Hyponatraemia
Summary
Hyponatraemia (serum Na+ less than 135 mmol/L) is the most common electrolyte disorder. Clinical assessment of volume status is key to diagnosis and management. SIADH (euvolaemic hyponatraemia) is a common cause. Severe symptomatic hyponatraemia requires urgent treatment with hypertonic saline, but correction must be slow (max 8-10 mmol/L in 24h) to avoid osmotic demyelination syndrome.
Key Facts
- Definition: Serum Na+ less than 135 mmol/L
- Incidence: 15-30% of hospitalised patients
- Pathognomonic: Low serum osmolality + assessment of volume status
- Gold Standard Investigation: Serum/urine osmolality, urine Na+
- First-line Treatment: Treat underlying cause; fluid restrict for SIADH
- Prognosis: Good if managed carefully; ODS if corrected too fast
Clinical Pearls
Volume Pearl: Assess volume status - hypovolaemic, euvolaemic, hypervolaemic.
SIADH Pearl: SIADH = euvolaemic + concentrated urine + low serum osmolality.

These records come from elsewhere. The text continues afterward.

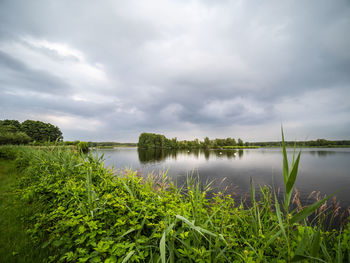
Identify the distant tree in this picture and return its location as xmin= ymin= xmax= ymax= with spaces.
xmin=77 ymin=142 xmax=89 ymax=153
xmin=21 ymin=120 xmax=63 ymax=142
xmin=203 ymin=137 xmax=210 ymax=149
xmin=0 ymin=120 xmax=21 ymax=132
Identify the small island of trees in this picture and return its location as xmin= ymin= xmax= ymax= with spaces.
xmin=0 ymin=120 xmax=63 ymax=145
xmin=138 ymin=133 xmax=251 ymax=149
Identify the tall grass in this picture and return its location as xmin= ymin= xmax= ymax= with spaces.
xmin=0 ymin=135 xmax=350 ymax=263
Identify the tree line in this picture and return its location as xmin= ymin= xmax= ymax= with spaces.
xmin=138 ymin=132 xmax=243 ymax=149
xmin=0 ymin=120 xmax=63 ymax=145
xmin=249 ymin=139 xmax=350 ymax=147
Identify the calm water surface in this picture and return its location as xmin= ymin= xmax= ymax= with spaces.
xmin=98 ymin=148 xmax=350 ymax=207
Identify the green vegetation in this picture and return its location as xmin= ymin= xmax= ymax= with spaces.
xmin=0 ymin=131 xmax=350 ymax=263
xmin=222 ymin=145 xmax=260 ymax=149
xmin=138 ymin=133 xmax=350 ymax=149
xmin=249 ymin=139 xmax=350 ymax=148
xmin=77 ymin=142 xmax=89 ymax=153
xmin=0 ymin=120 xmax=63 ymax=145
xmin=138 ymin=133 xmax=248 ymax=149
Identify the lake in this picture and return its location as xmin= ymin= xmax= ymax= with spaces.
xmin=98 ymin=148 xmax=350 ymax=207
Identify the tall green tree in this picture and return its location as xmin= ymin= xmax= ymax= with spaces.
xmin=21 ymin=120 xmax=63 ymax=142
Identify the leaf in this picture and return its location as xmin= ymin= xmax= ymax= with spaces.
xmin=159 ymin=231 xmax=166 ymax=263
xmin=286 ymin=152 xmax=301 ymax=194
xmin=275 ymin=194 xmax=288 ymax=243
xmin=122 ymin=250 xmax=135 ymax=263
xmin=311 ymin=230 xmax=321 ymax=257
xmin=281 ymin=126 xmax=289 ymax=185
xmin=290 ymin=193 xmax=334 ymax=224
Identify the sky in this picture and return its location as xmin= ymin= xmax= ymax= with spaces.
xmin=0 ymin=0 xmax=350 ymax=142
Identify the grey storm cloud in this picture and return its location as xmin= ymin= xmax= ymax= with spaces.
xmin=0 ymin=0 xmax=350 ymax=141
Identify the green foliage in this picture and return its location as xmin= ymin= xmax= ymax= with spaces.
xmin=0 ymin=120 xmax=63 ymax=145
xmin=0 ymin=129 xmax=31 ymax=145
xmin=138 ymin=133 xmax=243 ymax=149
xmin=21 ymin=120 xmax=63 ymax=142
xmin=0 ymin=143 xmax=350 ymax=262
xmin=77 ymin=142 xmax=89 ymax=153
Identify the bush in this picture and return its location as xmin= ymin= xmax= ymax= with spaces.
xmin=77 ymin=142 xmax=89 ymax=153
xmin=0 ymin=132 xmax=31 ymax=145
xmin=2 ymin=147 xmax=350 ymax=263
xmin=0 ymin=146 xmax=17 ymax=160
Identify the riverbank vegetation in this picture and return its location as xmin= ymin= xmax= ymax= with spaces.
xmin=0 ymin=133 xmax=350 ymax=263
xmin=138 ymin=133 xmax=248 ymax=149
xmin=0 ymin=120 xmax=63 ymax=145
xmin=138 ymin=133 xmax=350 ymax=149
xmin=249 ymin=139 xmax=350 ymax=148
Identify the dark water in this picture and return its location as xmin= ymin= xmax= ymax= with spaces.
xmin=98 ymin=148 xmax=350 ymax=210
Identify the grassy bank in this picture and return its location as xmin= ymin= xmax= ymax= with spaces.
xmin=0 ymin=147 xmax=350 ymax=263
xmin=0 ymin=159 xmax=48 ymax=262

Correction Pearl: Never correct faster than 8-10 mmol/L in 24h - risk of ODS.
| Volume | Causes |
|---|---|
| Hypovolaemic | GI losses, diuretics, Addison's |
| Euvolaemic | SIADH, hypothyroidism, psychogenic polydipsia |
| Hypervolaemic | Heart failure, cirrhosis, nephrotic syndrome |
Algorithm

Symptomatic/Severe
| Intervention | Details |
|---|---|
| Hypertonic saline | 3% NaCl 100-150ml bolus |
| Target | Raise Na+ by 4-6 mmol in first hours |
SIADH
- Fluid restriction (750-1000ml/day)
- Treat underlying cause
- Vaptans (tolvaptan) if refractory
Correction Limits
- Maximum 8-10 mmol/L in 24h
- Maximum 18 mmol/L in 48h
- Spasovski G et al. Clinical practice guideline on diagnosis and treatment of hyponatraemia. Eur J Endocrinol. 2014;170(3):G1-47. PMID: 24569125
Viva Points
"Hyponatraemia: assess volume status. SIADH = euvolaemic + concentrated urine. Severe symptoms = hypertonic saline. Correct slowly (8-10mmol/24h) to avoid ODS."